Tuesday, February 21, 2012
On The Adventures of Tintin
I really enjoyed this and I'm not sure why it doesn't seem to be as popular as it should. I fear it's because Tintin isn't a typical Hollywood hero in that he doesn't have some kind of psychological crisis he overcomes through his adventure. Capt. Haddock has his addiction arc, but not a whole lot of melodrama is wrung out of that, and Tintin's relation to it is simple disapproval. Tintin doesn't have a "character" that "develops" in the way we're used to seeing, even kids' movies invariably have some lame redemption or parental anxiety story grafted onto them.
This is, I think, why it hearkens back to the first Indiana Jones film as much as in Spielberg's brilliantly designed action set pieces. Raiders of the Lost Ark doesn't have character to speak of: Indiana Jones and Marion are types out of 40s Hollywood (the first a combination of Bogart and Flynn, the second a classic Hawksian woman) and their rudimentary romance merely serves to break up the action sequences. They don't develop, they are entertainment devices that are run through a plot in the manner of classic serials and adventure films.

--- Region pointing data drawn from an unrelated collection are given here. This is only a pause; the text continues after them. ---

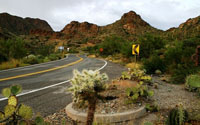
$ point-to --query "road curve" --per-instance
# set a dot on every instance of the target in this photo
(46, 91)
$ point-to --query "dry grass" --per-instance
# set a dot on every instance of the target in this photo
(123, 84)
(13, 63)
(134, 65)
(92, 56)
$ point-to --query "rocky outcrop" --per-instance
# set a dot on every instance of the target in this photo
(20, 25)
(188, 29)
(84, 29)
(50, 34)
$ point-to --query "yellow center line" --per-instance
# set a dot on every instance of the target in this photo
(43, 71)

This, then, is the truly old fashioned Spielberg film of 2011, not the thoroughly modernist War Horse. The two films make an interesting pair, as inevitably happens when Spielberg releases two films in the same year, always opposing versions of himself (Schindler's List and Jurassic Park in 1993, Munich and War of the Worlds in 2005, Minority Report and Catch Me If You Can in 2002, Amistad and The Lost World in 1997, Always and The Last Crusade in 1989). In almost every one of those years, I prefer the Genre Spielberg to the Prestige Spielberg. 2005 is pretty close: both Munich and WotW are very good movies with really awful scenes near the end. War Horse has more greatness in it (the last hour or so), but also more terribleness (the first hour or so). Tintin is consistently good throughout, but it feels like it's missing something.
It's the work of a master, with beautifully conceived and executed action sequences and it is always entertaining. Formally, the film is a wonder, not just in managing to (barely) overcome the inherent uncanny valley issues of its medium. Spielberg creates some of the most clever and beautiful dissolves seen in years, and there's a visual motif of reflective surfaces (mirrors, glass, water, etc) that is unmatched in any animation I've seen. To what end I'm not sure: why is Tintin hounded by so many distortions of reality? Is it merely because it looks really cool? I think so, and that gets to what I think the film is missing. It's a well-told story that is all surface; it lacks the inspiration, the edge, the danger of genius. It's a more accomplished film than something like Gore Verbinski's Pirates of the Carribean films, but I prefer the crazy energy of those films, the willingness to go completely off the rails to risk making a great movie. War Horse comes close to that, Tintin plays it safe.